Embouchure Overuse Syndrome in Brass Players

Lucinda Lewis
February 28, 2019

Editor's Abstract (Click to Hide)

Lucinda Lewis, Principal Horn with the New Jersey Symphony and author of Broken Embouchures, explores the symptoms and treatment of embouchure overuse syndrome. She explains how the basic mechanical structure of the embouchure works while playing, and how it can become damaged and disabled by an episode of overuse.

Cindy lists the hallmark physical symptoms of embouchure overuse, and denotes the most common playing problems that result from overuse. One of the most important issues to consider is sensory feedback, which is critical to brass playing. Finally, she offers a list of clues that can indicate that you are developing embouchure overuse syndrome. The only treatment is mechanical rehabilitation, which can be frustrating but, if done correctly, can restore the embouchure to proper functioning.

- Ann Drinan
Embouchure overuse syndrome is the single most common performance injury suffered by brass players. It is an enigmatic, self-perpetuating injury syndrome that defies medical diagnosis and treatment. Its symptoms include lip pain, lip swelling, embouchure weakness, loss of technical control, lack of endurance, difficulty playing in the high range, and general playing disability. Overuse syndrome does not discriminate. It disables players of every level and accomplishment. While other things, such as a medical or dental condition, can cause a player to develop overuse syndrome, embouchure overuse is almost always the cause.

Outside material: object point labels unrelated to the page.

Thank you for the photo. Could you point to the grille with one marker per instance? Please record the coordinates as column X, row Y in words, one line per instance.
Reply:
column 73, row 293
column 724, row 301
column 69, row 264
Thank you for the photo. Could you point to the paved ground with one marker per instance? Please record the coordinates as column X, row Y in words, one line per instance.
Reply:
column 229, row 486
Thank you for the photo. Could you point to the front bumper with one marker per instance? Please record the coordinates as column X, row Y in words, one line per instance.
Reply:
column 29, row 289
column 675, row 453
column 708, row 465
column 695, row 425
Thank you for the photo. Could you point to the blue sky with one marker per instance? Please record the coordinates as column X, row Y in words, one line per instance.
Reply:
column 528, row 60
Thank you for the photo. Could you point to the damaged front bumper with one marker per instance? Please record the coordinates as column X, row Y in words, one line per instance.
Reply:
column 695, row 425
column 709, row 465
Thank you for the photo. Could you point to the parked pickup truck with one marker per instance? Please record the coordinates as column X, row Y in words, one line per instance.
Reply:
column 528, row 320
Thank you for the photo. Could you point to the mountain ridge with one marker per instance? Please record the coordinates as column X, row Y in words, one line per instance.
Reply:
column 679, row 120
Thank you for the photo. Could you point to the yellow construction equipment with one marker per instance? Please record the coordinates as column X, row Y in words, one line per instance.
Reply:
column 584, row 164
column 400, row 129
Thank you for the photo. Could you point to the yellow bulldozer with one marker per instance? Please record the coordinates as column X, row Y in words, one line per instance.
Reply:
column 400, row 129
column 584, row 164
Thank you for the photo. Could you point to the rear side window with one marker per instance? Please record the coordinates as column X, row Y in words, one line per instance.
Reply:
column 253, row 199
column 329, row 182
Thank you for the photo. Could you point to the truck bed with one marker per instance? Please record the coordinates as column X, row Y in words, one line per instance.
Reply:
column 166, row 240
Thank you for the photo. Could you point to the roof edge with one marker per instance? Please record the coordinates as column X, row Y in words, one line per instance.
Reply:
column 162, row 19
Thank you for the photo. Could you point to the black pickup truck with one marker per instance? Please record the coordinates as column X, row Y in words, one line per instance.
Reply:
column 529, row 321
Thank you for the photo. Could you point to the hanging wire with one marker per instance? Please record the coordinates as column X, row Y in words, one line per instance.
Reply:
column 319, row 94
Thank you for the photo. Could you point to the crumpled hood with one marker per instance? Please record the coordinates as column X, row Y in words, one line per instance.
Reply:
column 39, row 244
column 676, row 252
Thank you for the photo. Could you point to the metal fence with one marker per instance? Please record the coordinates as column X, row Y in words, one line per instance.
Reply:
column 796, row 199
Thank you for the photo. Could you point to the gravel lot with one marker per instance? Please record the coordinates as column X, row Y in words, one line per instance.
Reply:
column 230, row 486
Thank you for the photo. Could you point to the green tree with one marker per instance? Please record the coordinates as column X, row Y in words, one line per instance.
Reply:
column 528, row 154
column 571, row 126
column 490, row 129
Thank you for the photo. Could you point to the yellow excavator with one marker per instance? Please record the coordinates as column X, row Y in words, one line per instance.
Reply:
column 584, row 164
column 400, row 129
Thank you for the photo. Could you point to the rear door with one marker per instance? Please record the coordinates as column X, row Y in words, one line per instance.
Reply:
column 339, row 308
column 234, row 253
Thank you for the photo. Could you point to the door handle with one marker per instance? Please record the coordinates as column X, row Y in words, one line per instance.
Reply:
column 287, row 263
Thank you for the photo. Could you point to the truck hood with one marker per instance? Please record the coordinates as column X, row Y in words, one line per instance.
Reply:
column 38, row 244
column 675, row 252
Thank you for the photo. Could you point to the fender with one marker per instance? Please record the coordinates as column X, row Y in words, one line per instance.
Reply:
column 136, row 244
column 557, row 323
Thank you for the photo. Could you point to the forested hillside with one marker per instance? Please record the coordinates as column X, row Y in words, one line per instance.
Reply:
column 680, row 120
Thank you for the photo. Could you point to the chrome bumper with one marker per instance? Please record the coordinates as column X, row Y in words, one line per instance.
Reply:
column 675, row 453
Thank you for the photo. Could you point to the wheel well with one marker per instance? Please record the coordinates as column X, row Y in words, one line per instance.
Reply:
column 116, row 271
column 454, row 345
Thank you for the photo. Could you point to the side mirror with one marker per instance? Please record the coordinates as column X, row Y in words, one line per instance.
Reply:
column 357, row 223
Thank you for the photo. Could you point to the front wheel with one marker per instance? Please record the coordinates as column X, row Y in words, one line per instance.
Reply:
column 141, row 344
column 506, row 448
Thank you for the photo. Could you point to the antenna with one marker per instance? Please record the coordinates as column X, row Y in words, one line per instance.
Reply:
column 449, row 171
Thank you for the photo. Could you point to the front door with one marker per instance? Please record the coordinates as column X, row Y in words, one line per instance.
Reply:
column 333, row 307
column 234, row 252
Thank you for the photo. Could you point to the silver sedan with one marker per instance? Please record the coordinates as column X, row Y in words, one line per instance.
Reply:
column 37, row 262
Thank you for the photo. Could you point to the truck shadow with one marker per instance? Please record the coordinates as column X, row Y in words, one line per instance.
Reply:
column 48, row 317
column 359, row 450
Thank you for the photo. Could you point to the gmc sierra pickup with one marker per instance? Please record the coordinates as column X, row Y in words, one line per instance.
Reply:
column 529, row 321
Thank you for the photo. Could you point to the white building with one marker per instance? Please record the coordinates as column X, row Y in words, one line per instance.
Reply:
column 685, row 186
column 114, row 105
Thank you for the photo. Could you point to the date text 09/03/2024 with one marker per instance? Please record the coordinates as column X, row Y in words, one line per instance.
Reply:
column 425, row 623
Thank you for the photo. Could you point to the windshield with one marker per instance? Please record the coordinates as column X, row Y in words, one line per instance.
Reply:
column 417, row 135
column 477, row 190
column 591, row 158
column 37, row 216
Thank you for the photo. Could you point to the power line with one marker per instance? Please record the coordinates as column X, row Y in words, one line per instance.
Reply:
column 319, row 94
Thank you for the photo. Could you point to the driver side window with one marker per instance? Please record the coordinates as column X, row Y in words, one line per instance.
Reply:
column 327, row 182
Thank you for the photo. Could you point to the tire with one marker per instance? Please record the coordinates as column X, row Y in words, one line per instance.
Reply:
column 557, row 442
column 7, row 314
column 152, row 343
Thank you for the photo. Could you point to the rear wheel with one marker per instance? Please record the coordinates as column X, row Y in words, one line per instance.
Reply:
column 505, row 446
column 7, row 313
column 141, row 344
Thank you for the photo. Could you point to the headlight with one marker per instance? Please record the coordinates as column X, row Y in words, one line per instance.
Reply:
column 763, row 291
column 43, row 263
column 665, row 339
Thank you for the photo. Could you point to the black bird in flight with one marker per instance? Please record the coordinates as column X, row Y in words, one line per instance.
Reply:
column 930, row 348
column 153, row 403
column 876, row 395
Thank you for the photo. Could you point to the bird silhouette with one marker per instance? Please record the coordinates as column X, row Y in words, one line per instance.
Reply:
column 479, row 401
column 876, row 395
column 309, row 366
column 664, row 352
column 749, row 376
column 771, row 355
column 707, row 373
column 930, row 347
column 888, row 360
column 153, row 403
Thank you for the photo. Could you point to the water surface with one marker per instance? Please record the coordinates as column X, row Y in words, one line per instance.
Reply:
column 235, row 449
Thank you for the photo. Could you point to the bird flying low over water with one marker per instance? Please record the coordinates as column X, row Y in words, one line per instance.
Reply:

Embouchure overuse occurs when a player has played too many hours or with more intensity than he is accustomed to, e.g., preparing for an audition or solo performance, a week of playing heavy orchestral repertoire, a long day of playing very high jazz charts, etc. Once a player overuses his embouchure, it goes into a state of decline from which it cannot recover without a specific kind of performance rehabilitation. The reason is that the lip pain, lip swelling, and facial fatigue that follow a large quantity of playing simply prevent the embouchure from working normally. When a player's facial muscles are forced to work with greater effort, they get to the point where they physically can no longer set or hold the embouchure with any degree of normal muscle control or stability. In addition, when a player feels lip discomfort, his natural, unconscious instinct is to "lighten up" to protect his lips, and this reactive, protective mode gradually replaces his normal playing technique. It translates into the embouchure becoming too lax and loose to have enough structure in playing to protect a player's lips and be productive in playing. It also leads to constant irritation to the lips being inflicted during playing. If the embouchure lacks stability, a player's air control fails, and his tongue cannot work efficiently. Overuse also has a major impact on the normal sensation in a player's lips and face, which often feel numb or rubbery and make everything about playing feel strange and wrong. So it doesn't take long before one's healthy embouchure technique begins to degrade into a weak and unproductive system.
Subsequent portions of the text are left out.